Never Forget That This Isn’t About What You Like
This isn’t about what you like. Imagine that you think that suits are stupid garments. You might even make jokes about how those people in finance look like penguins in their ice-like glass towers. That’s fine. But if you intend to be successful working with someone who views a suit the way you view a t-shirt, you need to adapt. Adapting doesn’t mean you start sharing their sense of taste, you simply say “I respect you and your choices” and dress accordingly. Attuning to the needs of others, no matter how small, will send signals that say “I care.”
The same applies to all the things you do. From how you greet someone, to answering the phone to conflict resolution.
Validating Someone’s Perspective Doesn’t Necessarily Mean You Agree With Them
Some years ago I was working on a project together with another consultant. Some things didn’t go according to plan, there was miscommunication and the client was naturally upset. The client’s view was that promises had been made and broken. What was worse, my colleague hadn’t recognized the problems he’d caused. The situation caused my colleague to feel distressed and he asked me to meet the client to sort things out.
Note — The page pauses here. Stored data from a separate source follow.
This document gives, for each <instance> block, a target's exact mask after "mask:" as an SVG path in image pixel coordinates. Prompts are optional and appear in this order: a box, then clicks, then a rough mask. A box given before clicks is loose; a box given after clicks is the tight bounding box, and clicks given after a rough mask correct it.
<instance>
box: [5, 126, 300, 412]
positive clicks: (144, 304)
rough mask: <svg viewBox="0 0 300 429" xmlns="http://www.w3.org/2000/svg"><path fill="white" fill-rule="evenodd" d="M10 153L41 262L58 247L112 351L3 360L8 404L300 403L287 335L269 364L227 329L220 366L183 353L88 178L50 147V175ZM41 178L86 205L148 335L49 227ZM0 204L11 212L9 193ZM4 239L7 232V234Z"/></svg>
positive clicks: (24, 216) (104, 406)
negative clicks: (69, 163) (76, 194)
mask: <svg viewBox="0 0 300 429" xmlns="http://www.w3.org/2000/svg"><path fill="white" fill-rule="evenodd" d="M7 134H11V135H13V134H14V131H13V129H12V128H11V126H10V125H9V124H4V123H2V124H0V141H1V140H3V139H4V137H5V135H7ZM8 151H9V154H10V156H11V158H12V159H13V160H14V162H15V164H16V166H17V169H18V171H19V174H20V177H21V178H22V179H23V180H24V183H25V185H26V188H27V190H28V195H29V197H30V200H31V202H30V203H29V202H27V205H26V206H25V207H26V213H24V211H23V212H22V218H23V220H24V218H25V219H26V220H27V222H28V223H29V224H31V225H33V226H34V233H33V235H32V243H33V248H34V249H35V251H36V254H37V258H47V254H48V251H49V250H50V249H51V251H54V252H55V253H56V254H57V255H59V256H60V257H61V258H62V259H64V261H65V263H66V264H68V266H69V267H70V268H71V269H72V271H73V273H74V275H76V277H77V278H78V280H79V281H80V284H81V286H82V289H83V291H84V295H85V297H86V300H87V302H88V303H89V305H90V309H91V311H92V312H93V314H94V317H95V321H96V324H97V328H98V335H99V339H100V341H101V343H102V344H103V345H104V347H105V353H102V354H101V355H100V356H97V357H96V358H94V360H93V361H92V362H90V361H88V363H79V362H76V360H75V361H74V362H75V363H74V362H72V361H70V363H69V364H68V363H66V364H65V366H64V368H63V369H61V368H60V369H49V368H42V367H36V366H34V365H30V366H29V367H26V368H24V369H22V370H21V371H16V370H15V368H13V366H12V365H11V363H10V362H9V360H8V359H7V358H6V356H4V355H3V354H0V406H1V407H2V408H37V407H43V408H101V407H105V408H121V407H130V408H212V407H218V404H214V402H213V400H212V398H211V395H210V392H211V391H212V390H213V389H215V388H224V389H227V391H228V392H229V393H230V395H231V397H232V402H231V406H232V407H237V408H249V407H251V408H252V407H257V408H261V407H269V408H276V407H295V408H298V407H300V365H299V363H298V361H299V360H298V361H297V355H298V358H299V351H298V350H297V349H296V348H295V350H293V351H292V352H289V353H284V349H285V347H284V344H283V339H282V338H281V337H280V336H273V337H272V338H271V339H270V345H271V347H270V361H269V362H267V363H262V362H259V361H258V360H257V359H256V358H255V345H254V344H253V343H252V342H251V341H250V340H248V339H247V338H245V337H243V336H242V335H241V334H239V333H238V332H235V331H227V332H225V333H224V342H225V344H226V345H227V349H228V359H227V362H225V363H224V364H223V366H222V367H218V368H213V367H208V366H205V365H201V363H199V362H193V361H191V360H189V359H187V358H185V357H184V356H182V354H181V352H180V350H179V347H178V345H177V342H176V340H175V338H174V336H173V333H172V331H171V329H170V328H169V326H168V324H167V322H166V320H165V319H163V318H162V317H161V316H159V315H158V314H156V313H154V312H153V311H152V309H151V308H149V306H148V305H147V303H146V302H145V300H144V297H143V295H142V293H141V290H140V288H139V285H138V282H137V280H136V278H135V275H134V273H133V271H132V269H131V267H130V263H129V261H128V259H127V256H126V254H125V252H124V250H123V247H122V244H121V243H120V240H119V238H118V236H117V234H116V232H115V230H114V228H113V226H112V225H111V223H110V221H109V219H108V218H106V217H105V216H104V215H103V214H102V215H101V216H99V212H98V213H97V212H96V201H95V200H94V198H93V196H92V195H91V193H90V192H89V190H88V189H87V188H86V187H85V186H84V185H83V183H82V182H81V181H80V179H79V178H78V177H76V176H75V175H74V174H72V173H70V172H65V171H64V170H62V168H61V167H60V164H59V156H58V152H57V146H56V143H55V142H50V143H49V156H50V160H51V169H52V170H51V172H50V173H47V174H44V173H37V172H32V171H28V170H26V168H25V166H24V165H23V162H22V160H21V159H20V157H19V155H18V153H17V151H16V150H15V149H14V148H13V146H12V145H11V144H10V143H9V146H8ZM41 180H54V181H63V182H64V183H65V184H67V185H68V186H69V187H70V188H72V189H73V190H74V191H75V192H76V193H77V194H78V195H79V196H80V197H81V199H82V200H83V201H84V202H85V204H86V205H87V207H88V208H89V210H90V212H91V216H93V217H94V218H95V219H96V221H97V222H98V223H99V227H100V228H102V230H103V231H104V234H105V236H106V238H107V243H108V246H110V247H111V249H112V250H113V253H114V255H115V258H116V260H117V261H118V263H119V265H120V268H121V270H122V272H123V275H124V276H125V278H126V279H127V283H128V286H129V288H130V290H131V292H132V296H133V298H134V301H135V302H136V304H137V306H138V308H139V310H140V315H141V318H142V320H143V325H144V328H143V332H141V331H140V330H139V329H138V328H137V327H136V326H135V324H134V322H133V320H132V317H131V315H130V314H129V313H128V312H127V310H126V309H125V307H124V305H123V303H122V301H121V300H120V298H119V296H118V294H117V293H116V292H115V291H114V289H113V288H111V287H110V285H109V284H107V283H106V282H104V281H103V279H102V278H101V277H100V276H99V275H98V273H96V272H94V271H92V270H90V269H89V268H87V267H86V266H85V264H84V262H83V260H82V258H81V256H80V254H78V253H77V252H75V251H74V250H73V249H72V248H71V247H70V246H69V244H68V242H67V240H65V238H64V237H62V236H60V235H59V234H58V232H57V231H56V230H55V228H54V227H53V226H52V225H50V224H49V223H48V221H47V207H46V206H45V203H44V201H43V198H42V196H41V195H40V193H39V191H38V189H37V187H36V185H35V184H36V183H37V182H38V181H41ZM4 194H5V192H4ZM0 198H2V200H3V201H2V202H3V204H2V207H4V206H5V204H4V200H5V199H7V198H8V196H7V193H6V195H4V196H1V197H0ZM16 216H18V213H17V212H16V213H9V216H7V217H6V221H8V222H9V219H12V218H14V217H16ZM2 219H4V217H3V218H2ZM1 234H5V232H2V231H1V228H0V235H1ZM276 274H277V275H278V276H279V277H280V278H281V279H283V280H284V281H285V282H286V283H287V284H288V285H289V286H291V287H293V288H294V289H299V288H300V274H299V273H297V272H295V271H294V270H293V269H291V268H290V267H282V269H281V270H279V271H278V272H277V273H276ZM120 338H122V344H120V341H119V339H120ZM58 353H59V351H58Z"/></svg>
So the client and I sat down. We looked over what had been done, what had not been done and what wasn’t done with the quality expected. We discussed the expectations. The vast number of the client’s concerns were valid and I had no problems recognizing them. The ones I didn’t agree with were still valid. They had caused the client stress after all.
To address the concerns, we agreed on a communication plan to ensure he’d be kept in the loop regarding progress. We also created an action plan consisting of concrete deliverables and dates.
We did eventually re-establish trust. I do believe that an important reason was the heart-to-heart conversation during which I focused on the client’s pain. I didn’t necessarily agree about everything he said but I validated his worldview, his experience and him as a person.
Conclusion: Invest in Your Interpersonal Skills as Much as You Invest in Other Skills
Working on who you are as a person is equally, if not more important, than working on your technical skills. Whether you identify as a developer, designer, illustrator, project manager, account manager or executive, who you are is the foundation your professional abilities rest on.
A way to grow your interpersonal skills is to make time for reflection and surrounding yourself with people who are honest. View feedback as a gift and cherish it. Take time to reflect on your actions and role in the situations you face every day.
Don’t be too harsh on yourself either. When you’re disappointed in yourself, give yourself some slack. We all screw up from time to time. The important thing is to try and learn from every experience.